Seven of the 13 full-time staff members were laid off last week, president and CEO Duane Cantrell said today. After several years of disappointing allocations from the Kansas Legislature, Gov. Sam Brownback’s decision last year to grab $22 million from the authority for budget-balancing purposes was the final straw.
The authority can no longer perform its mission and will not make any new investments, Cantrell told reporter Bryan Lowry. It looks like the plan is to limp along until the Legislature reconvenes in January. After that, who knows?
The once much-touted bioscience authority was the brainchild in 2004 of two prominent former Republican legislators — Kenny Wilk in the House and Nick Jordan in the Senate. Then-Gov. Kathleen Sebelius, a Democrat, enthusiastically signed on. It was a more bipartisan climate back then.
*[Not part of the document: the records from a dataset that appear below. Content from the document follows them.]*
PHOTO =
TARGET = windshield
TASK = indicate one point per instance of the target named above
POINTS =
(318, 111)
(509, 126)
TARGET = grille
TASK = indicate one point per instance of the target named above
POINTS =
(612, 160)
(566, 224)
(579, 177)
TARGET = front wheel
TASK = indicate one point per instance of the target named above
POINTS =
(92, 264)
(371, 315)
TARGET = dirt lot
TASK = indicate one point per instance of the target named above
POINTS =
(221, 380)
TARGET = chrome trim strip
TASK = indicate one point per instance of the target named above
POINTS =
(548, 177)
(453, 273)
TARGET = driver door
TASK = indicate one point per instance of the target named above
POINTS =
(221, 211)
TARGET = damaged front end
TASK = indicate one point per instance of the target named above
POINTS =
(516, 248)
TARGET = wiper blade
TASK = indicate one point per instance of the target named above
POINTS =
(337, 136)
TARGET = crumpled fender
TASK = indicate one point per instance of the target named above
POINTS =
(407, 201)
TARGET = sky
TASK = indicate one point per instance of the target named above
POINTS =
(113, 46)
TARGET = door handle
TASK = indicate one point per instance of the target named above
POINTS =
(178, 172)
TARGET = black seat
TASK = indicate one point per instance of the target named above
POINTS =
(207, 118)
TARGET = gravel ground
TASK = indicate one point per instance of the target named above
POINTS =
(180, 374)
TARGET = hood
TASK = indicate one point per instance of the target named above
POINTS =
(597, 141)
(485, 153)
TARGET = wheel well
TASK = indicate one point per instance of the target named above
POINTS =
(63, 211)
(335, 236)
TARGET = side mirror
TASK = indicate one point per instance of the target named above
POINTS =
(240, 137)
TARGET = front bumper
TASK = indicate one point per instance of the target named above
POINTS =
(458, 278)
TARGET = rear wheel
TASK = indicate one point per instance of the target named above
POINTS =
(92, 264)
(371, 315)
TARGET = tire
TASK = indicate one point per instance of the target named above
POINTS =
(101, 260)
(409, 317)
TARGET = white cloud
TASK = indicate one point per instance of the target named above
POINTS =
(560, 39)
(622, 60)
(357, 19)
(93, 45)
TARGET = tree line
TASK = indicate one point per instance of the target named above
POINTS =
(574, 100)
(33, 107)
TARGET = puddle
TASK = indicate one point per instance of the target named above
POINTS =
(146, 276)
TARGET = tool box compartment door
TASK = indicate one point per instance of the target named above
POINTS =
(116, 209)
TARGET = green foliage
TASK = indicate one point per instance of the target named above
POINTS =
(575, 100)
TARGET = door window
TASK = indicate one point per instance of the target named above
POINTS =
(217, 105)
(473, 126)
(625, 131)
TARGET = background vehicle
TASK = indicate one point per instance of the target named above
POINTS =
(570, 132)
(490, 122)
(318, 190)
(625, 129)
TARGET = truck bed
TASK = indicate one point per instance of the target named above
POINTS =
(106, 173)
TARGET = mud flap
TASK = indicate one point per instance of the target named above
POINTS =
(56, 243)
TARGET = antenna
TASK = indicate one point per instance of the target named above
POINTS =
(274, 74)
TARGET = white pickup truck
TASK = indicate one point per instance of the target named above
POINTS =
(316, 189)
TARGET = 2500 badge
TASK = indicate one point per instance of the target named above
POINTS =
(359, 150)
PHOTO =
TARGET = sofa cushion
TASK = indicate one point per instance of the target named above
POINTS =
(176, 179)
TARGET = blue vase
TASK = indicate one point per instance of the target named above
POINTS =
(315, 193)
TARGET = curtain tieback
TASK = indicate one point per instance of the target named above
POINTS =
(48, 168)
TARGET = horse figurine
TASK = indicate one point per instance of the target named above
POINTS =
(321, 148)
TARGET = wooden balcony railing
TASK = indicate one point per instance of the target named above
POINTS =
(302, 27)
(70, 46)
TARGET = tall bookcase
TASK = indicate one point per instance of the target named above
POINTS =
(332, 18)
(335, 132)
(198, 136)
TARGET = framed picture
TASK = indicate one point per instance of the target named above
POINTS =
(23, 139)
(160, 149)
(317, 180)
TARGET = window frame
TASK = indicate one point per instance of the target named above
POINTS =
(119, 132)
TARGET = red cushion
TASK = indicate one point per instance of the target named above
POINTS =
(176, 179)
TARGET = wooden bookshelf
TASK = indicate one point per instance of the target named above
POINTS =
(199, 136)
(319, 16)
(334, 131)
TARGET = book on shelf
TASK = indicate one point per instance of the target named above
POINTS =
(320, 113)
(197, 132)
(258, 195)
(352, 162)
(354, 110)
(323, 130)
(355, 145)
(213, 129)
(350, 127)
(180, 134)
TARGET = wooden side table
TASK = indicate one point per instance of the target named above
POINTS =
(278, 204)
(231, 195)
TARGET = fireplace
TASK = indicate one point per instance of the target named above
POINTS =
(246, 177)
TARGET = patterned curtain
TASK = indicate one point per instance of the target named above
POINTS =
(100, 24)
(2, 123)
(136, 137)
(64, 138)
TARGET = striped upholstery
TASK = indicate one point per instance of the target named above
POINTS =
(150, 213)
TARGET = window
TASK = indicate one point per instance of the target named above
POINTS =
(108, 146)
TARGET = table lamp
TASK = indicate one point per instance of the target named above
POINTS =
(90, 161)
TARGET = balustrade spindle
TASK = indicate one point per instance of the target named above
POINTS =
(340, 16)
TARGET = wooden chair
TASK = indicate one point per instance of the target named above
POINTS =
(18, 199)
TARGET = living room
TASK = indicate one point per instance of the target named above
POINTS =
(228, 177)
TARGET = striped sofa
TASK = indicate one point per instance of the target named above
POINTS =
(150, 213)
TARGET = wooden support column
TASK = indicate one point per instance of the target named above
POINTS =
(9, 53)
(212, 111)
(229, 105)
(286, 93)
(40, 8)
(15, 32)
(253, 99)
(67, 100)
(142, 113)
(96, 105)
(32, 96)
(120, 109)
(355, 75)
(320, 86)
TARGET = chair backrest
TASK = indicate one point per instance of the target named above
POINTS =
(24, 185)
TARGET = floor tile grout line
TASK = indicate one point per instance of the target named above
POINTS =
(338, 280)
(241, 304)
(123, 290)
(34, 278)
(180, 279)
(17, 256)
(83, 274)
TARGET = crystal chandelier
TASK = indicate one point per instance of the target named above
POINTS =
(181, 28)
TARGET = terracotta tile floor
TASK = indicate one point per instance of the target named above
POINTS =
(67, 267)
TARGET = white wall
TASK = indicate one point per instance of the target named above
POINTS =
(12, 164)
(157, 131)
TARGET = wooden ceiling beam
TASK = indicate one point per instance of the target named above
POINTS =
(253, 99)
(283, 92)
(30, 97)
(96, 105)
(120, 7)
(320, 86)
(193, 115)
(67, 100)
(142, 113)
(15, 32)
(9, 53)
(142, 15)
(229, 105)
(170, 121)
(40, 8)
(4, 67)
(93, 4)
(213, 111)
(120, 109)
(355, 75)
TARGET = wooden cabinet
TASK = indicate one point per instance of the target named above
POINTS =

The idea was that the state would provide seed money for the authority to recruit companies in the emerging bioscience industry to Kansas. Taxes paid by those companies would be used to recruit even more businesses.
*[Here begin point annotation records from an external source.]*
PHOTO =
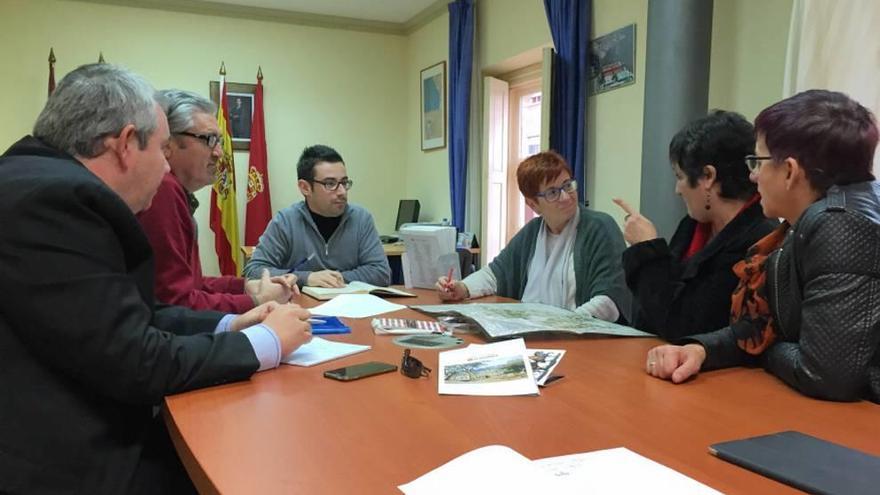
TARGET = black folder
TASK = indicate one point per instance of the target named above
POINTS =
(805, 462)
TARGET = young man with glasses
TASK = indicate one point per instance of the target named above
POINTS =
(323, 240)
(567, 257)
(193, 153)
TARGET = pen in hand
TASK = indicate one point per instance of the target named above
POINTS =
(449, 286)
(299, 264)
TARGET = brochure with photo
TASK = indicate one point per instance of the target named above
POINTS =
(493, 369)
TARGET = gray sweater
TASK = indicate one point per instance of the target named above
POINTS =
(354, 248)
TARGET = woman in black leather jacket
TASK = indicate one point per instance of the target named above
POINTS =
(808, 305)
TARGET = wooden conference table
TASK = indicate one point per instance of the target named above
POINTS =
(291, 430)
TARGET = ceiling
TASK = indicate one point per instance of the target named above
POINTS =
(396, 11)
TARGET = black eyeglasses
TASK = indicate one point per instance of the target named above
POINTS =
(553, 193)
(412, 367)
(211, 140)
(333, 184)
(754, 162)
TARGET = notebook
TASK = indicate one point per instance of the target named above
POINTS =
(331, 325)
(325, 293)
(805, 462)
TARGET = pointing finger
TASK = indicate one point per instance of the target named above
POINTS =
(624, 206)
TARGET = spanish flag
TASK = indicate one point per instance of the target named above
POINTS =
(224, 218)
(259, 204)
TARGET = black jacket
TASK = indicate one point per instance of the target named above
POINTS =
(678, 298)
(84, 355)
(823, 286)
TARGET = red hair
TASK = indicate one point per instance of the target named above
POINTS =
(538, 169)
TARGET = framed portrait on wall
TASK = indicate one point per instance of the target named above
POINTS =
(613, 60)
(433, 108)
(241, 110)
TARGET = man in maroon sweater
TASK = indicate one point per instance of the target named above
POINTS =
(193, 154)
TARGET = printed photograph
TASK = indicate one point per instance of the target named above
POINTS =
(499, 369)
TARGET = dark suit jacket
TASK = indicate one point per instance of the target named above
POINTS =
(84, 355)
(677, 298)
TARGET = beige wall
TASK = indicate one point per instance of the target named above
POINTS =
(614, 124)
(748, 54)
(427, 172)
(359, 92)
(336, 87)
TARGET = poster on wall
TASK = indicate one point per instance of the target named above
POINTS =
(612, 60)
(433, 108)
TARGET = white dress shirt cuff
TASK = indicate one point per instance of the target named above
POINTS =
(225, 323)
(266, 345)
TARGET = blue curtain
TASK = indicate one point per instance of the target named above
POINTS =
(570, 27)
(461, 55)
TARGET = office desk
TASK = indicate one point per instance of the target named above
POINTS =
(291, 430)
The authority scored some notable successes. It played a role in bringing the coveted National Bio and Agro-Defense Facility to Manhattan, Kan. It was crucial to the Kansas-side development of the “animal health corridor,” the chain of veterinary businesses bookended by Manhattan and Columbia, Mo. It recruited top scientists and researchers to partner with Kansas businesses and universities. All told, there’s no question the authority played a role in bringing several thousand high-paying jobs to Kansas.
The KBA had its troubles, too. A 2012 audit showed that a former president, Tom Thornton, had misspent funds and destroyed public records.
The imminent death of the Kansas Bioscience Authority isn’t surprising. It wasn’t designed to withstand the pressures of both a fierce recession and the tax-cutting ethos of the Brownback administration.
When everyone else was cutting back, the authority was lavishly wining and dining executives as part of its recruiting efforts. It may have been a necessary part of doing business, but it rankled cost-conscious lawmakers.
And whatever Sam Brownback’s administration is about — I’m not sure even he knows the answer to that anymore — it is not about investment. With all of the state’s energy — and money — lost to an exorbitant tax-cutting scheme, old priorities such as bioscience and animal health development have fallen by the wayside. Recruiting may be taking place at some level, but it’s not front and center anymore.
In an odd little twist, one of the legislators who conceived the bioscience authority concept, Nick Jordan, is now Brownback’s director of revenue. Once a proud parent of bioscience investment, his job now is to defend the deep tax cuts that have essentially killed his offspring.